"Hello, what can I search for you?" asks Taylor, the "face" of the AI (artificial intelligence) behind TayloredMedia. She welcomes the user to an audiovisual archive at the very beginning of their search. Audiovisual archives are becoming increasingly important for scientific and journalistic research. In order to archive the enormous amount of video content as part of the cultural heritage and to enable further uses, the content must be described in the best possible way. This requires good and comprehensive keywording of the data. However, due to the increase in the amount of data, manual tagging has been reaching its limits for quite some time. Researchers from our DIGITAL Institute, the University of Applied Sciences St. Pölten and Redlink worked on the "TailoredMedia" project to develop an artificial intelligence to support the keywording of large media archives and the search within them. ORF and the Austrian Media Library were also involved in the project: They defined usage scenarios and provided data.

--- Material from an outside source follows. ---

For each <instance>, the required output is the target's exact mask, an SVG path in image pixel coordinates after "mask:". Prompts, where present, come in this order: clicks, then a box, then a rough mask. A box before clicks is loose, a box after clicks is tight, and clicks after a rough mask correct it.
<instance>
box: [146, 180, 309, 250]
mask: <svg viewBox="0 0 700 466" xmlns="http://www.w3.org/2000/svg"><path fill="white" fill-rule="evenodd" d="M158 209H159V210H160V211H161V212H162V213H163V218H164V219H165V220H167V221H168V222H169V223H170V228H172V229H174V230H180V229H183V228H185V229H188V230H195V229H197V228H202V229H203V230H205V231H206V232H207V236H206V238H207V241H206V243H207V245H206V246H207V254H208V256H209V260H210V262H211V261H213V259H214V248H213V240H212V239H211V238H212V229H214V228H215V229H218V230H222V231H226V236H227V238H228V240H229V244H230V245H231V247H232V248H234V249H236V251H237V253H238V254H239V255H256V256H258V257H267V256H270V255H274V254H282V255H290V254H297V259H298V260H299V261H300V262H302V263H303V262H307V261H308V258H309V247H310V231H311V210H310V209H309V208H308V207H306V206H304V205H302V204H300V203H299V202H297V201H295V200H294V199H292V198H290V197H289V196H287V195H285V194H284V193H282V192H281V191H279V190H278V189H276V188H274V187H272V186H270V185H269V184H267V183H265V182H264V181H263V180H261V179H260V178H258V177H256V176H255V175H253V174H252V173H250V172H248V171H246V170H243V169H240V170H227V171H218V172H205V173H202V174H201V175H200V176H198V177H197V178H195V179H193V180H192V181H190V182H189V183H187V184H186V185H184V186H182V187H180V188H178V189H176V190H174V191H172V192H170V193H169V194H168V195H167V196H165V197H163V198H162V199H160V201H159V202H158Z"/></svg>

Automatic keywording and improved search
"The project pursued two related goals: On the one hand, the development of powerful artificial intelligence methods for the automatic tagging of audiovisual content; on the other hand, the user-centered implementation of user interfaces in order to be able to deal with the large, automatically generated amount of data in a targeted manner," explains project coordinator Georg Thallinger from the DIGITAL Institute. The evaluations by the users showed that the project succeeded very well in both areas.
"The biggest challenge for us, and thus also from the point of view of the users, was to control the keywording carried out by the AI. Since an AI 'thinks' in different categories than a human, a common ontology was needed, i.e. a common description logic for the traceability and improvement of the results," reports Peter Judmaier, project manager and deputy head of the Media Computing research group at St. Pölten University of Applied Sciences. To overcome these challenges, the project team developed a personalization of the AI called "Taylor". Taylor involves the users*, explains how results come about and also lets them negotiate with it about the ontology. "This not only makes it possible to understand whether Taylor understands a term correctly, knows it at all, or is in the appropriate media category, but also makes it easy to resolve any misunderstandings. This kind of 'metacommunication' makes the limits of AI understandable to users* and speeds up their research," Judmaier says.
TailoredMedia stands for" Tailored and Agile enrIchment and Linking fOR sEmantic Description of multiMedia" and researches and develops methods for the automatic analysis of audiovisual content based on artificial intelligence (AI). The project was funded by the Austrian Federal Ministry for Climate Protection, Environment, Energy, Mobility, Innovation and Technology (BMK) as part of the "ICT of the Future" program.